The third act reveals Nomak is the son of vampire lord Eli Damaskinos (Thomas Kretschmann), who experimented on his boy to create a vampire without their kind's typical weaknesses. Damaskinos is Doctor Frankenstein and Nomak is the Creature, but like in del Toro's "Frankenstein," the father is the true monster, not the son.

Guillermo del Toro portrayed Hellboy like Frankenstein's Monster

After "Blade II," del Toro adapted artist Mike Mignola's gothic pulp comic book hero, Hellboy. Summoned to Earth in 1944 by the Nazis, Hellboy was raised by Professor Trevor Bruttenholm ("Broom") and now works as an agent of the Bureau for Paranormal Research and Defense. Though he's the destined harbinger of the apocalypse, Hellboy's a good-natured (if gruff) guy. 

"Hellboy" by del Toro is visually faithful to the comics, and Ron Perlman is cast perfectly as Hellboy. Yet del Toro also delivers a lonelier, more emotional mood. In doing so, del Toro turned Hellboy into an outcast like Frankenstein's Monster. Like he later did with "The Shape of Water" and "Frankenstein," del Toro can't resist having his female lead choose the monster over the man.

In the comics, Hellboy is a public celebrity. He sometimes feels like he doesn't belong among humans, but those feelings are brief and subdued. In the movies, Hellboy angsts at having to hide from people just like the Creature did; he even watches his own father's funeral from the shadows. Speaking of, del Toro's "Hellboy" centers the uneasy father-son relationship between Hellboy and Broom (John Hurt). In the comics, Broom dies in the very first "Hellboy" arc, "Seed of Destruction." 

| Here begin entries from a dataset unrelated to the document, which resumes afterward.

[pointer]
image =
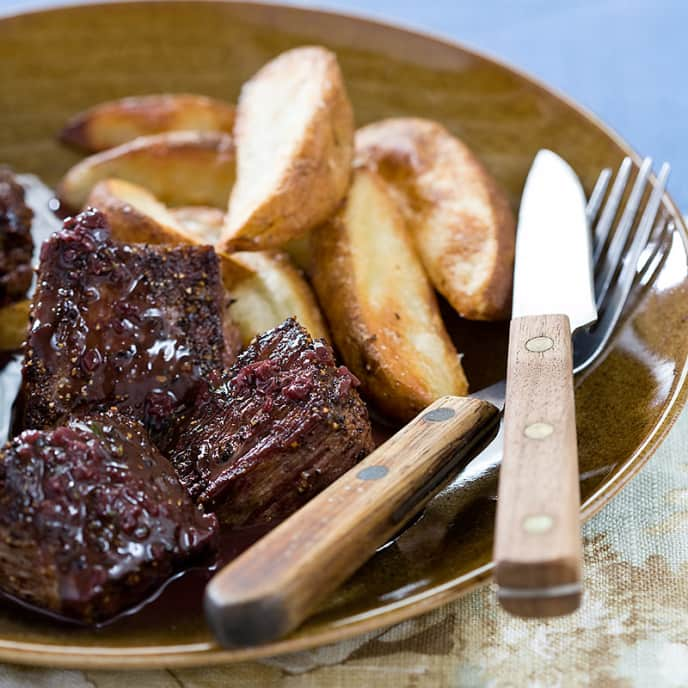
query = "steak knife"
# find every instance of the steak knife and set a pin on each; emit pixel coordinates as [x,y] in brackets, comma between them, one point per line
[538,549]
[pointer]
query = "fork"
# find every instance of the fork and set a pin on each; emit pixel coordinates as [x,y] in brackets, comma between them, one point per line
[275,584]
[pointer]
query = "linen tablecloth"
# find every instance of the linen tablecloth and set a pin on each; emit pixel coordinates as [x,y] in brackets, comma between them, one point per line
[632,628]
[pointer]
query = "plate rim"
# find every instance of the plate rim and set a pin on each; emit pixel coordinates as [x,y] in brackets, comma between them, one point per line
[207,654]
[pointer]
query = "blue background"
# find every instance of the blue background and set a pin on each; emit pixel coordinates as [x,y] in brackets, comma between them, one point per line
[622,59]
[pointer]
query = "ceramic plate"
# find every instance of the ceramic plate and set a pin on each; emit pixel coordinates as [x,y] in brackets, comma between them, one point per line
[58,62]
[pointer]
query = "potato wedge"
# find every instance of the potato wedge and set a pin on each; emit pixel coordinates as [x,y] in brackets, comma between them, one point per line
[460,219]
[201,220]
[179,168]
[14,319]
[294,135]
[113,123]
[379,303]
[300,252]
[275,292]
[136,216]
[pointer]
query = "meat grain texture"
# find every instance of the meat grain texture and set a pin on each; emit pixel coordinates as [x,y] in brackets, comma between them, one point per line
[132,327]
[92,518]
[284,423]
[16,244]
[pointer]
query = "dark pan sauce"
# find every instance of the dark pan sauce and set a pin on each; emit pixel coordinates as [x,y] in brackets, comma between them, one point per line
[181,597]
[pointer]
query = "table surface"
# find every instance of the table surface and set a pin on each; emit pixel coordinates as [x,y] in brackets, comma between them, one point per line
[619,58]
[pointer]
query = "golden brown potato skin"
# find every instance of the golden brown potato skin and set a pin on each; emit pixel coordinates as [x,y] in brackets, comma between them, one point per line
[115,122]
[275,291]
[135,215]
[460,219]
[178,168]
[201,220]
[380,306]
[292,172]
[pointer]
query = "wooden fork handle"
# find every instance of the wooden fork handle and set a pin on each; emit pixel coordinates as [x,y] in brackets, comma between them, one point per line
[538,550]
[271,588]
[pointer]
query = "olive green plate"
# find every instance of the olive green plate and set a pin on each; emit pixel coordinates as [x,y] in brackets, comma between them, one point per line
[57,62]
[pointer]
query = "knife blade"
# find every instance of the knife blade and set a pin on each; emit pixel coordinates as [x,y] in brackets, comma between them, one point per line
[538,550]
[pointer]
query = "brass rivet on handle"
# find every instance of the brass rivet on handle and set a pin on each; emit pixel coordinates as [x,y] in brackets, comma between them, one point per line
[439,415]
[538,431]
[539,344]
[537,524]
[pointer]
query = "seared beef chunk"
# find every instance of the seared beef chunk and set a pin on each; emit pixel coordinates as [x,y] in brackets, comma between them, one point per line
[284,423]
[92,518]
[16,245]
[133,327]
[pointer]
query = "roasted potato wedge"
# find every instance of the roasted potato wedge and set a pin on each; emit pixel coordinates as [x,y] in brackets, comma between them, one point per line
[300,252]
[136,216]
[294,136]
[113,123]
[460,219]
[265,288]
[202,221]
[178,168]
[15,322]
[275,292]
[379,303]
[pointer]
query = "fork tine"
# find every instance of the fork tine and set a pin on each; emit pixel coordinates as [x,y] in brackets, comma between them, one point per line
[611,208]
[658,237]
[597,195]
[623,230]
[616,301]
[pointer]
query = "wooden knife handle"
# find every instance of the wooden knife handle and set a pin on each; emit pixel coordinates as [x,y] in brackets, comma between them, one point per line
[538,549]
[273,586]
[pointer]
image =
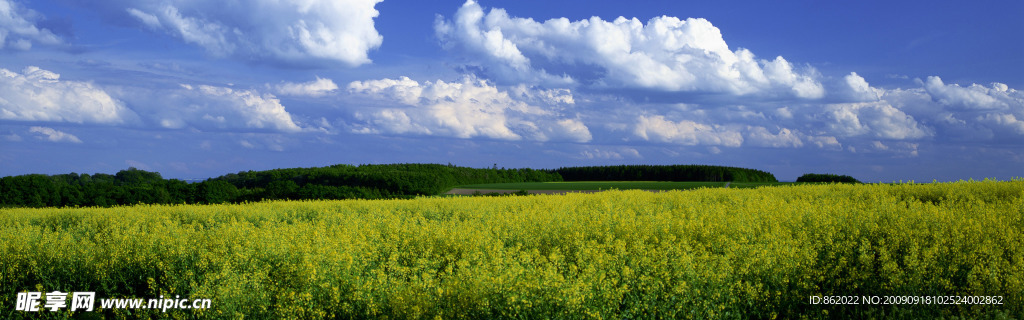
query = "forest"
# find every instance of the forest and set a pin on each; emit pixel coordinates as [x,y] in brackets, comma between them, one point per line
[665,173]
[826,177]
[337,182]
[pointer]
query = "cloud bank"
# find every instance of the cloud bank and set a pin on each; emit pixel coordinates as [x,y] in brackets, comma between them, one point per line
[467,109]
[666,53]
[17,28]
[54,135]
[37,94]
[291,32]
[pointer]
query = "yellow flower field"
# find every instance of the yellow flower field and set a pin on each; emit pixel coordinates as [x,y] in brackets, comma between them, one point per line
[635,254]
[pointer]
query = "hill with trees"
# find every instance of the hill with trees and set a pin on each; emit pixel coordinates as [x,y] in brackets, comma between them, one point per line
[826,177]
[665,173]
[337,182]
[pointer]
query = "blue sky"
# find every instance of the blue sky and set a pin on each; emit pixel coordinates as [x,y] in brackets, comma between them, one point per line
[883,91]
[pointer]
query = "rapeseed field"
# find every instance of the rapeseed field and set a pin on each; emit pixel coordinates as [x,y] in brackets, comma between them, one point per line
[706,253]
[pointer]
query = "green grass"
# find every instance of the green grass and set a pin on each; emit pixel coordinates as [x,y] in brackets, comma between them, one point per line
[596,186]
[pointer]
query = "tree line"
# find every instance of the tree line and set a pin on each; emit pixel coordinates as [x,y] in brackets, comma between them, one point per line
[826,177]
[338,182]
[665,173]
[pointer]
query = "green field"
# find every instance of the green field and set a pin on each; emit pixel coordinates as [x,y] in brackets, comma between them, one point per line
[597,186]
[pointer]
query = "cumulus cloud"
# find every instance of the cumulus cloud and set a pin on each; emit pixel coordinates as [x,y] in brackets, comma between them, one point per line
[318,87]
[223,108]
[873,119]
[856,88]
[974,96]
[54,135]
[279,31]
[666,53]
[17,28]
[657,128]
[612,154]
[470,108]
[761,136]
[37,94]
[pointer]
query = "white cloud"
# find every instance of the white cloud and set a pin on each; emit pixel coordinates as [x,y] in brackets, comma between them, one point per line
[667,53]
[761,136]
[975,96]
[873,119]
[620,154]
[38,94]
[824,142]
[858,89]
[54,135]
[280,31]
[206,107]
[227,108]
[318,87]
[17,29]
[467,109]
[685,132]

The del Toro movie wound up being a reflexive influence on the comics. In the climactic "Hellboy" mini-series "The Storm and the Fury" (written by Mignola, drawn by Duncan Fegredo), Hellboy recalls Broom reassuring him he's not a monster like Frankenstein's Creature. 

Mignola is another "Frankenstein" devotee, but this is another difference between him and del Toro. To del Toro, Hellboy is like the Monster and that's to be celebrated. 

Guillermo del Toro's "Frankenstein" is streaming on Netflix.